Encyclopaedia Britannica and Merriam-Webster have dragged Perplexity AI into court, accusing the startup of copying their work without permission and misusing their brands. They filed a lawsuit on September 11, 2025, in the U.S. District Court for the Southern District of New York.
What the lawsuit claims
- The complaint alleges that Perplexity’s “answer engine” scrapes content from Britannica and Merriam-Webster, copies and summarizes it, then serves that material to users without proper authorization. That “free riding,” as the plaintiffs call it, is said to steal web traffic and undercut their revenue.
- It also accuses Perplexity of violating trademark law by attributing false or misleading content — “hallucinations” generated by the AI — to Britannica or Merriam-Webster. Thus, users might believe Britannica or Merriam-Webster actually produced or endorsed content they did not.
- The complaint lays out a three-stage allegation of infringement: (1) when Perplexity’s crawlers collect the material (“curation stage”), (2) when that material is used as raw input to its answer model (“input stage”), and (3) when Perplexity outputs responses that are verbatim, near-verbatim, or close paraphrases of Britannica/Merriam-Webster content.
Why it’s a big deal
This isn’t just about copyright. It touches on trust, brand reputation, and where the line gets drawn with generative AI. For decades, Britannica and Merriam-Webster have built credibility through careful editorial standards.
If an AI tool uses their names to lend authority to content they didn’t create, that could mislead users.
Revenue models are at stake too. When users get answers directly from Perplexity (or similar tools), they may never click through to the source site. That means fewer ad views, fewer subscriptions, and less income for publishers.
I’ve dug a little more — here are some things the lawsuit implies or raises that weren’t spelled out:
- Robots.txt and crawl-permission issues: The complaint mentions that Perplexity may use crawlers that ignore or evade the rules websites set to prevent automated scraping.
That suggests a technical side to the dispute: not only what content is being used, but how it is being collected.
- Free speech / fair use vs. monetization tension: Some may argue that providing summaries from publicly visible content might be fair use, especially when transformed.
But when summaries replace clicks and revenue, courts may view the harm differently. This case could set important precedent for how generative AIs can use web content without destroying underlying business models.
- Risks for Perplexity if the court rules against them: Beyond damages, they could be forced to redesign part of their answer engine — changing how they cite, how they limit “hallucinated” content, how they attribute.
It may force more licensing agreements with publishers or stricter content usage policies.
- What this means for users: If results have to include better attribution, disclaimers, or avoid using brands like Britannica unless the source is accurate, that could change how “answer engines” are used day to day.
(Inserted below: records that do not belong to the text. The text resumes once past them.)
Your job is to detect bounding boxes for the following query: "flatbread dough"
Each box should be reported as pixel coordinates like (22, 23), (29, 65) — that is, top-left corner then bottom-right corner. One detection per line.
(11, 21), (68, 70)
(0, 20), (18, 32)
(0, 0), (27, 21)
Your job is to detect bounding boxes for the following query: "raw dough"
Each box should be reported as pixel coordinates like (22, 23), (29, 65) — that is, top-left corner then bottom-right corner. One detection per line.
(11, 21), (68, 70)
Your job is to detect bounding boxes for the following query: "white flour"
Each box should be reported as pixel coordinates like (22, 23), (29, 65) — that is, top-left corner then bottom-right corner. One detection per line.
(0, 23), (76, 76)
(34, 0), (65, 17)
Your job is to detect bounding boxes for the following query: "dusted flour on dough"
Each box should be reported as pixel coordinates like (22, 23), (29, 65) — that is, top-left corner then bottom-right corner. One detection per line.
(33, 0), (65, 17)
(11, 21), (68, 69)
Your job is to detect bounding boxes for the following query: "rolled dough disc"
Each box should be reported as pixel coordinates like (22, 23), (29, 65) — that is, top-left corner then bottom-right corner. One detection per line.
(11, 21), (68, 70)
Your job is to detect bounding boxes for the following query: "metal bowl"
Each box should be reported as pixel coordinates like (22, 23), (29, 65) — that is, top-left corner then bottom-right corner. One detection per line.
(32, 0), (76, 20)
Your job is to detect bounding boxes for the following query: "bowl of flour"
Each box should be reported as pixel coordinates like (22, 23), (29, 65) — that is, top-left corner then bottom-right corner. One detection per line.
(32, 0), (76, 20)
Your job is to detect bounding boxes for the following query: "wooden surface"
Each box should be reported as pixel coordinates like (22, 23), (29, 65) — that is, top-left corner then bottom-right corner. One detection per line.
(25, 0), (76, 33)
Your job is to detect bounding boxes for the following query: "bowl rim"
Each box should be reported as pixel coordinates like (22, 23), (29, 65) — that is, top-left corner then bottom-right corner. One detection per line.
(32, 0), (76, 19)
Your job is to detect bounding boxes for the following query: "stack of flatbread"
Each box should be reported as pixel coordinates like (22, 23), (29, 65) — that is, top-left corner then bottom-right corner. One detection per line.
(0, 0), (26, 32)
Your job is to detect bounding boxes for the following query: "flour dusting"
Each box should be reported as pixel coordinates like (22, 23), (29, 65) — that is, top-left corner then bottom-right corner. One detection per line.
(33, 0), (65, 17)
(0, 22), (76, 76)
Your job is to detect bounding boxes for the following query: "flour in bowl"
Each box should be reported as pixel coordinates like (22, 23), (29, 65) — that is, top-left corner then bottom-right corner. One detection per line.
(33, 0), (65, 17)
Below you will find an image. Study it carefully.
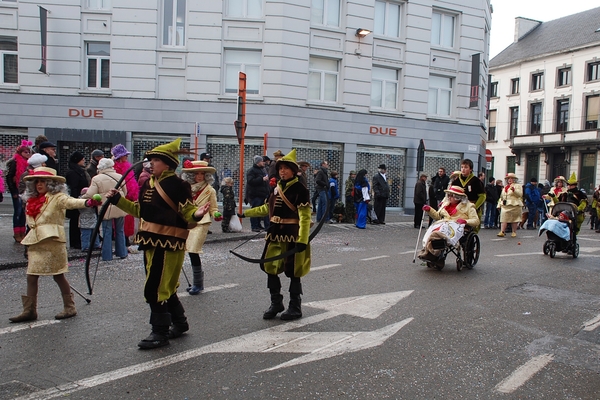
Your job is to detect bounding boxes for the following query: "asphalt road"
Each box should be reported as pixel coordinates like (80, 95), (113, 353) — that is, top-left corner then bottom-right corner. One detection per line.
(0, 214), (600, 400)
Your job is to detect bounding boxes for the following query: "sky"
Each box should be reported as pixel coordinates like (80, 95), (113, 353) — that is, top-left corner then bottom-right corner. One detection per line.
(490, 0), (600, 60)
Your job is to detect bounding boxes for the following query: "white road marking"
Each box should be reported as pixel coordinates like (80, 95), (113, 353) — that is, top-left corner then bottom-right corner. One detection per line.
(360, 256), (389, 261)
(310, 264), (342, 271)
(16, 290), (413, 400)
(496, 354), (554, 393)
(0, 319), (60, 335)
(583, 314), (600, 332)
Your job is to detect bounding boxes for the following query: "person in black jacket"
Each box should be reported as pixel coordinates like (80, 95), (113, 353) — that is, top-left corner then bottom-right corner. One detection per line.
(65, 151), (91, 249)
(483, 176), (499, 229)
(246, 156), (270, 232)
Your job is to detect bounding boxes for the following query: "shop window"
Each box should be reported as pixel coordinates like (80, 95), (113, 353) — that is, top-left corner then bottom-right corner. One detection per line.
(585, 95), (600, 129)
(371, 67), (398, 110)
(508, 107), (519, 138)
(529, 103), (542, 135)
(310, 0), (340, 27)
(162, 0), (186, 47)
(308, 57), (339, 103)
(85, 42), (110, 89)
(428, 75), (453, 117)
(226, 0), (263, 18)
(373, 1), (402, 38)
(224, 50), (262, 95)
(0, 36), (19, 84)
(556, 99), (569, 132)
(431, 11), (456, 49)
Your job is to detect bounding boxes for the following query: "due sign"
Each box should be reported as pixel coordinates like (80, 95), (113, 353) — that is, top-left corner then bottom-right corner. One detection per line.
(69, 108), (104, 118)
(369, 126), (397, 136)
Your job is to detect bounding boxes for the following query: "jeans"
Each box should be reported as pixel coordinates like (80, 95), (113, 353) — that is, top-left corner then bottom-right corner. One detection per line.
(483, 203), (496, 228)
(102, 217), (127, 261)
(317, 190), (328, 221)
(79, 228), (100, 251)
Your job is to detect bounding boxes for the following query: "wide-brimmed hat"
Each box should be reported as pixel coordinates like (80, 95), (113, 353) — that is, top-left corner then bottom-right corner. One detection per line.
(110, 143), (131, 160)
(23, 167), (66, 183)
(275, 149), (300, 173)
(181, 161), (217, 174)
(444, 186), (466, 196)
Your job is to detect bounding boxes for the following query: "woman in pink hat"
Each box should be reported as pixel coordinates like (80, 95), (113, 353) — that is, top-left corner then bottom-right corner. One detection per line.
(497, 172), (523, 237)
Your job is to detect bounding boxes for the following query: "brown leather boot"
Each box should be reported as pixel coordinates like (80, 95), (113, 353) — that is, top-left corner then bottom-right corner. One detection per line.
(54, 293), (77, 319)
(9, 296), (37, 322)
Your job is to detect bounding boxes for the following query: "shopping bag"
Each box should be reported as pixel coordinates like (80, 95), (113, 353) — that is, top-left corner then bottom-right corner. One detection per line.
(229, 215), (242, 232)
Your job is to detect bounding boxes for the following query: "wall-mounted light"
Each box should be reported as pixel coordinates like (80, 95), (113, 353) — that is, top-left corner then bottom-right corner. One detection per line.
(356, 28), (371, 38)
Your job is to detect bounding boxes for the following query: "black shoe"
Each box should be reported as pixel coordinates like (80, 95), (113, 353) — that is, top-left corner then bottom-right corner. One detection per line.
(138, 332), (169, 350)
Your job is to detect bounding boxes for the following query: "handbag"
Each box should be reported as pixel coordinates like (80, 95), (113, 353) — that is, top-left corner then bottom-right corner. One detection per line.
(229, 215), (242, 232)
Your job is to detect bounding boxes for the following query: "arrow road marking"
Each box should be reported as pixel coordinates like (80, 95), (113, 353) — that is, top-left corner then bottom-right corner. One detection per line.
(17, 290), (413, 400)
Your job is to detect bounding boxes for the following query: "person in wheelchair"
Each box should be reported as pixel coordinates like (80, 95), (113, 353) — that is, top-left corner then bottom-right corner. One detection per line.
(419, 186), (480, 267)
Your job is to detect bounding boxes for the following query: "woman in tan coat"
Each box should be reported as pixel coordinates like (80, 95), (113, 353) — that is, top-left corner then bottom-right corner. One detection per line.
(9, 167), (101, 322)
(181, 161), (223, 295)
(497, 172), (523, 237)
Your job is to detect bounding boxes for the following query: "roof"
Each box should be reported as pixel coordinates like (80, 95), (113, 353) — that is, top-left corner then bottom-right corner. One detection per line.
(490, 7), (600, 69)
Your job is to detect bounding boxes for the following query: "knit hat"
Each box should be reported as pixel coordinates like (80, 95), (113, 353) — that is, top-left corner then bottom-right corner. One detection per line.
(110, 143), (131, 160)
(98, 158), (115, 171)
(275, 149), (300, 174)
(181, 161), (217, 174)
(69, 150), (85, 164)
(23, 167), (66, 183)
(146, 138), (181, 169)
(27, 153), (48, 168)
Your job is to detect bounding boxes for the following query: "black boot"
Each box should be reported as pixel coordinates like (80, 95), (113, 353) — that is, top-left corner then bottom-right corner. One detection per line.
(280, 293), (302, 321)
(263, 293), (285, 319)
(138, 312), (171, 350)
(167, 294), (190, 339)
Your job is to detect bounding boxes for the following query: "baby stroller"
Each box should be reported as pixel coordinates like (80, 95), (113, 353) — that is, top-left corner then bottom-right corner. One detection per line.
(539, 202), (579, 258)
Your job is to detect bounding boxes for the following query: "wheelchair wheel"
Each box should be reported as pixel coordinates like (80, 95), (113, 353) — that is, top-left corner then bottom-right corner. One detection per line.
(573, 243), (579, 258)
(464, 233), (481, 269)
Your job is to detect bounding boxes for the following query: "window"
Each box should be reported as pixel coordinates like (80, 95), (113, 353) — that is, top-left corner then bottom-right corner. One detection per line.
(371, 67), (398, 110)
(529, 103), (542, 135)
(508, 107), (519, 137)
(163, 0), (186, 47)
(556, 99), (569, 132)
(85, 42), (110, 89)
(310, 0), (340, 27)
(374, 1), (402, 37)
(586, 62), (600, 82)
(427, 75), (452, 117)
(431, 11), (455, 48)
(510, 78), (519, 94)
(308, 57), (339, 103)
(490, 82), (498, 97)
(556, 67), (571, 87)
(86, 0), (110, 10)
(585, 95), (600, 129)
(226, 0), (263, 18)
(488, 110), (498, 140)
(225, 50), (261, 95)
(0, 36), (19, 84)
(531, 72), (544, 92)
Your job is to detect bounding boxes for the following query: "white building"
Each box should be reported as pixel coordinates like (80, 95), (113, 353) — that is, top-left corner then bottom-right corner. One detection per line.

Trust might suffer if people see errors attributed to reputable brands. Also, might increase latency or reduce coverage of some kinds of information if legal risks discourage inclusion.
My take
Feels like a showdown we’ve been heading toward. For too long, many AI companies have assumed that scraping what’s visible online, summarizing it, and attributing loosely (or sometimes incorrectly) is “good enough.”
But this case throws a spotlight on how that approach undermines the economics of producing high-quality verified content.
I side with the publishers here — credibility and accuracy matter. If AI systems piggyback on trusted sources to gain legitimacy, then make up stuff or misattribute it, that cheapens both the information ecosystem and what users believe.
Perplexity (and similar tools) may need to build more ethical, transparent systems — sooner rather than later.